今日は久しぶりにホステルに泊まって、そこで出会ったベラルーシ人2人と過ごした夜の話だ。

ポーランドに住んでいるベラルーシ出身の子たちで、ジョージアを一緒に旅していた。

ホステルに戻ってきた理由

バトミで1ヶ月間ずっとアパートに住んでいた。

その間、自分のスパークを失っていくような感覚があった。ずっと1人でいると、コミュニケーション能力も下がっていく。なんだか難しいな、と思いながら生活していた。

ホステルって、出会いの場所だと思う。安いから行くんじゃなくて、出会いを求めて行くという人もたくさんいる。ホテルには厚い壁がある。ホステルにはそれがない。だから人との出会いが自然と生まれる。
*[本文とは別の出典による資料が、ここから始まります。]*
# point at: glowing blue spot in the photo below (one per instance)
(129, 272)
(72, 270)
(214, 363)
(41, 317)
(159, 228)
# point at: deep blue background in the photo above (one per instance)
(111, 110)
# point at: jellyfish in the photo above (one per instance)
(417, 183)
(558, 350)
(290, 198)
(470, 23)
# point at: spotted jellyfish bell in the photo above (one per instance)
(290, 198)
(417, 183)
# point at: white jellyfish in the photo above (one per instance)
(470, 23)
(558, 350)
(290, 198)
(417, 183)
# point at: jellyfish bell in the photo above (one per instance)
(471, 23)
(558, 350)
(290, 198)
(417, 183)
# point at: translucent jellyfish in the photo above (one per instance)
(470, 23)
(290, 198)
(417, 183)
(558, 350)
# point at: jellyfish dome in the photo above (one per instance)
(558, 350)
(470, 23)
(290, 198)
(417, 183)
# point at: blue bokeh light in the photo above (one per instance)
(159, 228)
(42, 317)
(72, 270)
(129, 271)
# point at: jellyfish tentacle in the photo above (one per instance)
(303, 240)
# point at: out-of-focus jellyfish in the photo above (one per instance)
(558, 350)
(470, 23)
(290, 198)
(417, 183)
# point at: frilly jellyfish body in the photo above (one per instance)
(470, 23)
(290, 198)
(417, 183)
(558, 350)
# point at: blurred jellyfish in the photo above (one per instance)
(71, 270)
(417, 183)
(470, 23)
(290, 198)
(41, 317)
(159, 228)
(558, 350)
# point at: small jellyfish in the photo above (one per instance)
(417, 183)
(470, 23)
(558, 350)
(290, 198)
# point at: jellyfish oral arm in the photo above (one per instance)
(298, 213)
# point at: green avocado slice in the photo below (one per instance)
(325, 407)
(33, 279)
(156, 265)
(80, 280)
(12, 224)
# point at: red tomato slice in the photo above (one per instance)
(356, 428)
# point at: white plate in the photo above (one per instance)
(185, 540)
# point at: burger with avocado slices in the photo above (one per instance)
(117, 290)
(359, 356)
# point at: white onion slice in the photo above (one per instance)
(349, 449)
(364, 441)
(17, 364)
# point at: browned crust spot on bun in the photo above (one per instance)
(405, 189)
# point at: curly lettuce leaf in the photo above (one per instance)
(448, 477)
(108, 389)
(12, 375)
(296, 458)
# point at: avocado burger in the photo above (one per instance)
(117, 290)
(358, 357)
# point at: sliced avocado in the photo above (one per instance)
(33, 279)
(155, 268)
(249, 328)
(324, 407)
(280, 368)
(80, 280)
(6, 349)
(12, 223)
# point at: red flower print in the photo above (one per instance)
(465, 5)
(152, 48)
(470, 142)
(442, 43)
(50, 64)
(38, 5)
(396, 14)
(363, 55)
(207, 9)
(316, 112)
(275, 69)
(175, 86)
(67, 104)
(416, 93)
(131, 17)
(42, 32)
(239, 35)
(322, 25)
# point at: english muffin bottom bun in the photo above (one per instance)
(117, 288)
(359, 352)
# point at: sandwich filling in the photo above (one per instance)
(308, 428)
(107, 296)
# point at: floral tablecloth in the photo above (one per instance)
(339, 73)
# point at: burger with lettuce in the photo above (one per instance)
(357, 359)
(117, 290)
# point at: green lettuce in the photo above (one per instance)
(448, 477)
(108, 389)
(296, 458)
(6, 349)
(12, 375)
改めてそういう場所に飛び込みたいと思って、ホステルに泊まることにした。

自分のコンフォートゾーンから飛び出して、自分から「Where are you from?」と聞くようにしよう、と決めた。

そうしたら、いつの間にか3人くらいに話しかけることができていた。日本人の人、ロシア人の人、アラビア人の人。別に友達になったわけじゃないけれど、普通に日常の話ができた。そこで達成感があった。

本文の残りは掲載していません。